First: RSS-FOAF does support the less general case of Person A making statements about its own relationships to Person B and Person C: simply by listing them in their RSS-FOAF file. That makes sense because unless Person A (whose RSS-FOAF file it is) knows Person B in one way or another, they cannot actually talk about that Person B in any way (because they don't know of the existence of B). How well Person A knows Person B can then be expressed by Person A categorizing Person B in the groups that RSS-FOAF can express (e.g. "friend", "family", "obnoxious guy in the bar" or "read about in newspaper" etc.)

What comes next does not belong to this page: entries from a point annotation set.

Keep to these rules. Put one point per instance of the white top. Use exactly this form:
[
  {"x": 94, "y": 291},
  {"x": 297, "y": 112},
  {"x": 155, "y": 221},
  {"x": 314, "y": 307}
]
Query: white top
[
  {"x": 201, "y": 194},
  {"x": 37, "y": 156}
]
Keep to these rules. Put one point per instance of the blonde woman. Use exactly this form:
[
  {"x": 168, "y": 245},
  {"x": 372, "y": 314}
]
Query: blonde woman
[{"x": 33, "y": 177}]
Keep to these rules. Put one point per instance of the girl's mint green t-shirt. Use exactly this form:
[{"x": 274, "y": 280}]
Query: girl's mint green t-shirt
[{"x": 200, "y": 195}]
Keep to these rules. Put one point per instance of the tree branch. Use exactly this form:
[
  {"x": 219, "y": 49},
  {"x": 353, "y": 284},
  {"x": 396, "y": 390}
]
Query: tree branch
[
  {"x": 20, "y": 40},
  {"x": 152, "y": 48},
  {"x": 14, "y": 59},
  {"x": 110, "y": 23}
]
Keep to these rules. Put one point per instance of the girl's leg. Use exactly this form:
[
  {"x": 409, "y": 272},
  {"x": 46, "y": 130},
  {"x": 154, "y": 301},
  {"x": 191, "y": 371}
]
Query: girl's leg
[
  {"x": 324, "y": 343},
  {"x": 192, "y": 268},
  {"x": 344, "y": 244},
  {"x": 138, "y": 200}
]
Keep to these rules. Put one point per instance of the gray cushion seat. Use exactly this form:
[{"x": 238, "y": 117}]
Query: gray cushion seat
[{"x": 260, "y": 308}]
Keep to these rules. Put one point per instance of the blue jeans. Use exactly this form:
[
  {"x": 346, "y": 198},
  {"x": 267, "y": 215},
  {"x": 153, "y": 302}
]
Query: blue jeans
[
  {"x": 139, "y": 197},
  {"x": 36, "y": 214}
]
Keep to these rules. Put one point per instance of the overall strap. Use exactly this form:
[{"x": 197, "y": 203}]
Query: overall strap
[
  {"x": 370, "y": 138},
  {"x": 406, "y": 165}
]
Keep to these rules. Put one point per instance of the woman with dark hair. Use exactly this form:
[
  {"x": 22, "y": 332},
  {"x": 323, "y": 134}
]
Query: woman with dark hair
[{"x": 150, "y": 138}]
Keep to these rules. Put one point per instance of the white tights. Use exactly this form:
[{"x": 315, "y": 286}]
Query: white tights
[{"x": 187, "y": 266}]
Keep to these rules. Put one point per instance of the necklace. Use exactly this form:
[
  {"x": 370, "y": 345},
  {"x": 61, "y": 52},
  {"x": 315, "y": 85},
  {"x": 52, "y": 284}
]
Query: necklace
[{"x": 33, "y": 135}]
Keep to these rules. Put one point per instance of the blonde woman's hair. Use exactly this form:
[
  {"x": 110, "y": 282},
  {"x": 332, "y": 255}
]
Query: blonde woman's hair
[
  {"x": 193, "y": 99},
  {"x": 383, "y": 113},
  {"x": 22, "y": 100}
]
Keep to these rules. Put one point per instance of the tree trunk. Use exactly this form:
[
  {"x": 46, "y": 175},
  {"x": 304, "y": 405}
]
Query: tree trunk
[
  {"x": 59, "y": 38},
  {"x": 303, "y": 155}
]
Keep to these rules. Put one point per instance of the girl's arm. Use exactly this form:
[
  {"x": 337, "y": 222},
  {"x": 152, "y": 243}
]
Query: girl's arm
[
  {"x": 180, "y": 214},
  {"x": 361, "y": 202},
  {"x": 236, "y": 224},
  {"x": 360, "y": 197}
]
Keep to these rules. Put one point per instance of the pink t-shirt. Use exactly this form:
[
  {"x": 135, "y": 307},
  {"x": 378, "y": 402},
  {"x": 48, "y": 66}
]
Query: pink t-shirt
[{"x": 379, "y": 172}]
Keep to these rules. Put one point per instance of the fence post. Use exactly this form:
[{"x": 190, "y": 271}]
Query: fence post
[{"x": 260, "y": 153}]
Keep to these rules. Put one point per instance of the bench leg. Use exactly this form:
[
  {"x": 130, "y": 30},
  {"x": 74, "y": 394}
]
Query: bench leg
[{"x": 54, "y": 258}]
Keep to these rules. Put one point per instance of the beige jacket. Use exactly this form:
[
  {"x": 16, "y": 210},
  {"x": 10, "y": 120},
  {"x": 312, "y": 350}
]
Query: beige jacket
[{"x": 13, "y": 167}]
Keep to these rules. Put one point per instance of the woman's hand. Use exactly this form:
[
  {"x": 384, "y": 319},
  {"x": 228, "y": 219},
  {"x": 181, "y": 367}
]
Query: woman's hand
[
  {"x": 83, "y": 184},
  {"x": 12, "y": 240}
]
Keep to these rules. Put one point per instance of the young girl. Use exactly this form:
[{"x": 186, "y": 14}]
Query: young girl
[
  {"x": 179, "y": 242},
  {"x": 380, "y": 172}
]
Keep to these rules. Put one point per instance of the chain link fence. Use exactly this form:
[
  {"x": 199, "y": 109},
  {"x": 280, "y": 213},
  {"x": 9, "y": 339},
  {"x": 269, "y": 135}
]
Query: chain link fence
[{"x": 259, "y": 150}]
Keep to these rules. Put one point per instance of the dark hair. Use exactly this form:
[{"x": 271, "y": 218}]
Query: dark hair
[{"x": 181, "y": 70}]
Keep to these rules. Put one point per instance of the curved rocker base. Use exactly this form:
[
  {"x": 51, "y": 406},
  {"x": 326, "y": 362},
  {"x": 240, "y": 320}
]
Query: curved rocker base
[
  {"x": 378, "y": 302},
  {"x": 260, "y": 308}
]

The reduced expressiveness of RSS-FOAF does not leave out any information, however. As an example, consider trying to determine the world's global social network, i.e. all relationships that all people have with each other. To do this within RSS-FOAF, one would start with any Person A's RSS-FOAF file, and determine the people they know according to their RSS-FOAF file. For each of the people listed, one would determine the URL of their RSS-FOAF file, and query that. By keeping this up, all the world's RSS-FOAF files (assuming it is ubiquitous) will represent all the information about social networks there is, so there is no loss of generality because RSS-FOAF does not allow Person A to make statements about the relationship between Person B and Person C.

I consider this "reduced expressiveness" of RSS-FOAF a feature, not a bug, because it removes redundancy and the potential of conflicts, and also increases privacy. It does this because only Person B gets to make statements about their relationship to Person C; Person A does not get to do that. The person best in a position to tell the world about Person B's relationship to Person C is Person B, not Person A. And chances are that if Person B does not want the world to know about their relationship to Person C, they don't want Person A to tell the world either.

So that's why there is no foaf:knows in RSS-FOAF, and why I think that is a good thing, not a bad thing. There is no loss in generality. Additionally, it makes RSS-FOAF much simpler again, which is a good thing from where I come from.